PM-KVQ tackles the memory blowup of KV caches in long-CoT LLMs by combining progressive mixed-precision quantization, block-wise memory allocation, and calibration with positional interpolation. The method reduces cumulative quantization error while reflecting long-context distributions without adding overhead, by solving an Integer Programming problem to allocate per-block bit-widths and using an Equivalent Right Shift strategy. It integrates a pipeline that profiles block sensitivity, applies channel-wise reparameterization with positional interpolation, and performs progressive quantization during inference. Across 7B–70B models, PM-KVQ achieves up to 8% improvements on reasoning benchmarks under the same memory budget and demonstrates robust performance even at 2-bit KV Cache, with ablations validating each contribution.

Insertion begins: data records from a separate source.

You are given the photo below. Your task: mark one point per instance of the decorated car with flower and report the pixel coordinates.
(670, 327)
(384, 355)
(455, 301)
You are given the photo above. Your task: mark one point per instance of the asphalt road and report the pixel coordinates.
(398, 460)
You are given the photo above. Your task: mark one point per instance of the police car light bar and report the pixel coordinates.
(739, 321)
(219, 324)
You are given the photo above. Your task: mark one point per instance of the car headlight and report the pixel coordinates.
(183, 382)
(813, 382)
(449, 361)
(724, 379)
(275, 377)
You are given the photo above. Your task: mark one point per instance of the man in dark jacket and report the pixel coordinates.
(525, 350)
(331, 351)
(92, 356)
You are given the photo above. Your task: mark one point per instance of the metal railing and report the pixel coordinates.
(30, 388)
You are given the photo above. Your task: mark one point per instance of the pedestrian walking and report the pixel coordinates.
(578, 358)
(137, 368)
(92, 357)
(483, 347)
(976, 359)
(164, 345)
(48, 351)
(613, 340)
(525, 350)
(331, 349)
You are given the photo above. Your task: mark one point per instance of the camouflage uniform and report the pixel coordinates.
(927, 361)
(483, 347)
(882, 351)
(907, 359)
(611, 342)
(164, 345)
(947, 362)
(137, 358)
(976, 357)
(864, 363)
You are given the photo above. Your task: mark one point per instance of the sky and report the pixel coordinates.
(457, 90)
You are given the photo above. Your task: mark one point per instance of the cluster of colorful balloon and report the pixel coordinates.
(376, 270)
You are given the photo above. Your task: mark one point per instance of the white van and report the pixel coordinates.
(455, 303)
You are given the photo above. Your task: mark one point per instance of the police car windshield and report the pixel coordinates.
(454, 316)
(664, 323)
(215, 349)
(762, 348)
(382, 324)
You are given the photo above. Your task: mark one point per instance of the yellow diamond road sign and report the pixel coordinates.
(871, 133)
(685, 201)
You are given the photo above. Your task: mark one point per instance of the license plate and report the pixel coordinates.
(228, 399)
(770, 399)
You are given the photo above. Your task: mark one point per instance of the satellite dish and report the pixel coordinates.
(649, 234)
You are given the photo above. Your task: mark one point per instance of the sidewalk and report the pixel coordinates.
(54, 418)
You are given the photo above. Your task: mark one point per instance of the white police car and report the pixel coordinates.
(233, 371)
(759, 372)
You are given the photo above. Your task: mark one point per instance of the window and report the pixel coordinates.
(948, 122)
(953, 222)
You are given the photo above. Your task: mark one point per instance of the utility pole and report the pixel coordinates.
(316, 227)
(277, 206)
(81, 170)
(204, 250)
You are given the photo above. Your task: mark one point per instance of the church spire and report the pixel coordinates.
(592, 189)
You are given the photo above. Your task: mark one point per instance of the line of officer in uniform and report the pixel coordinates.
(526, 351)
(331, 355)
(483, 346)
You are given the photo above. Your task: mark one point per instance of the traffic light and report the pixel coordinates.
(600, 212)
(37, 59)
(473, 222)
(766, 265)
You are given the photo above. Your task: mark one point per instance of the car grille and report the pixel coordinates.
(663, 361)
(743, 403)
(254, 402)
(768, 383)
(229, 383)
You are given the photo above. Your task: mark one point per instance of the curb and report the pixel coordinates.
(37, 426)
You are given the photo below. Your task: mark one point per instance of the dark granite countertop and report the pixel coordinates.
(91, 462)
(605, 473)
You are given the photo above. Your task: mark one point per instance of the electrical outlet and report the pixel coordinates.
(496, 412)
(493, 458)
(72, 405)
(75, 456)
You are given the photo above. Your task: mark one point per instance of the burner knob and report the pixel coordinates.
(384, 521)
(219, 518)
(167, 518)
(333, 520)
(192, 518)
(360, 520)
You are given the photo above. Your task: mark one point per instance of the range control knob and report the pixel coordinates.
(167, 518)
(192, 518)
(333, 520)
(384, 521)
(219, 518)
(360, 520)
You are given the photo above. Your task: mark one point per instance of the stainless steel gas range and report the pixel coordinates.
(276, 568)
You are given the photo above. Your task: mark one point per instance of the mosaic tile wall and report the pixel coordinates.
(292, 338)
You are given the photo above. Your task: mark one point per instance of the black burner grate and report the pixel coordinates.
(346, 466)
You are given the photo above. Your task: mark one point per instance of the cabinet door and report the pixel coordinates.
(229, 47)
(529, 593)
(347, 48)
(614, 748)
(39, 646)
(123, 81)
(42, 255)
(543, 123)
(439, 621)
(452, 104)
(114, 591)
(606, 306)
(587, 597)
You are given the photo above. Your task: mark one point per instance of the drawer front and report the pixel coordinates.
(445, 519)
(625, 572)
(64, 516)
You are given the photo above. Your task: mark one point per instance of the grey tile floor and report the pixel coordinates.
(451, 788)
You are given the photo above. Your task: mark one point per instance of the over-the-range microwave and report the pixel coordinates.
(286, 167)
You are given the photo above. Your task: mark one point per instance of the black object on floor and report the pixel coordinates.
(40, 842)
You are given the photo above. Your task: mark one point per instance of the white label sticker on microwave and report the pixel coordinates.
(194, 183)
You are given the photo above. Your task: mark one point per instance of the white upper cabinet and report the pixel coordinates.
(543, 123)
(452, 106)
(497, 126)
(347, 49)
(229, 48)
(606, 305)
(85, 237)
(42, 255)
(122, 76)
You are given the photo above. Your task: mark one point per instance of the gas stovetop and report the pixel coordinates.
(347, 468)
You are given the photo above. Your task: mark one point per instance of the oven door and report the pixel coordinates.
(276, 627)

The approach offers practical, memory-efficient long-CoT inference and comes with publicly available code.

Abstract

Recently, significant progress has been made in developing reasoning-capable Large Language Models (LLMs) through long Chain-of-Thought (CoT) techniques. However, this long-CoT reasoning process imposes substantial memory overhead due to the large Key-Value (KV) Cache memory overhead. Post-training KV Cache quantization has emerged as a promising compression technique and has been extensively studied in short-context scenarios. However, directly applying existing methods to long-CoT LLMs causes significant performance degradation due to the following two reasons: (1) Large cumulative error: Existing methods fail to adequately leverage available memory, and they directly quantize the KV Cache during each decoding step, leading to large cumulative quantization error. (2) Short-context calibration: Due to Rotary Positional Embedding (RoPE), the use of short-context data during calibration fails to account for the distribution of less frequent channels in the Key Cache, resulting in performance loss. We propose Progressive Mixed-Precision KV Cache Quantization (PM-KVQ) for long-CoT LLMs to address the above issues in two folds: (1) To reduce cumulative error, we design a progressive quantization strategy to gradually lower the bit-width of KV Cache in each block. Then, we propose block-wise memory allocation to assign a higher bit-width to more sensitive transformer blocks. (2) To increase the calibration length without additional overhead, we propose a new calibration strategy with positional interpolation that leverages short calibration data with positional interpolation to approximate the data distribution of long-context data. Extensive experiments on 7B-70B long-CoT LLMs show that PM-KVQ improves reasoning benchmark performance by up to 8% over SOTA baselines under the same memory budget. Our code is available at https://github.com/thu-nics/PM-KVQ.

Paper Structure

This paper contains 25 sections, 10 equations, 4 figures, 4 tables.

Figures (4)

  • Figure 1: Method Overview. (a) The Progressive quantization technique: we progressively shrink the bit-width of KV Cache to fully utilize the memory budget. (b) The block-wise memory allocation technique: we allocate a higher bit-width to those transformer blocks with higher sensitivity. (c) Calibration with Positional Interpolation to approximate the distribution of long-context data with short-context data.
  • Figure 2: Different bit-width shrinking strategies when the bit-width is reduced from 4-bit to 2-bit.
  • Figure 3: Sensitivity to quantization of KV Cache in different transformer blocks. Different colors represents different memory budgets.
  • Figure 4: Sensitivity to quantization of KV Cache in different transformer blocks. Different colors represents different memory budgets.